Did you know that NWABA supports two dragon boating teams in the Portland area⎯Lethally Blind and Team VIP? While both teams practice their skills on Oregon’s Willamette River, Lethally Blind competes exclusively at the Portland Rose Festival, and Team VIP practices several times per week and competes in various races throughout the year. About 75% of team members are blind or visually impaired but that didn’t stop Lethally Blind from placing 3rd in this year’s Rose Festival Division C semi-finals race, after taking time off due to the pandemic.
Dragon Boat Racing originated in China more than 2,000 years ago as a rite to awaken the hibernating Heavenly Dragon. Today, crews of up to 20 people sit in pairs and paddle to compete in races over distances of around 250m. Each boat has a drummer beating time to keep the paddlers in unison, and a professional helmsperson in the stern to guide the boat.

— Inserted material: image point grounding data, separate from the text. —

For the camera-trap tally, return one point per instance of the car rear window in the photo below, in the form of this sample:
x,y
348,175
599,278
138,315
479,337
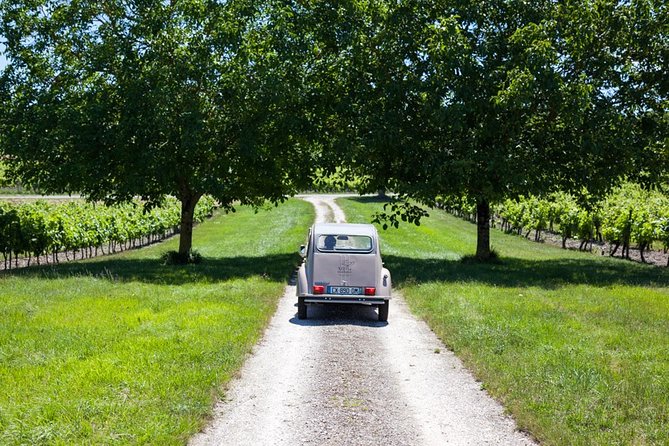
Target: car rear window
x,y
344,243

As one of the fastest growing watersports in the world, dragon boating has many of the same benefits as other team sports such as social inclusion, increased physical fitness, competition and it helps to balance mental wellbeing. It’s a full-body workout which can improve cardio, endurance, stamina and coordination. “The key to successful paddling is timing,” says Lethally Blind team captain Char Cook. “It is synchronized paddling with every single paddle going into the water exactly at the same time. For sighted team paddlers they teach to watch the paddle in front of them. Those who are blind or visually impaired feel the boat’s timing.”
Char has competed at the international level as a member of Team USA in the World Dragon Boat Games and is also a teacher at the Oregon Commission for the Blind, who helps others adjust to sight loss by teaching cooking and social skills. “When I meet someone who is struggling with vision loss, my first response is to get them on a dragon boat,” she says. “Paddling can work magic for people and take them away from despair and bring hope and a drive to win both on the boat and in life.”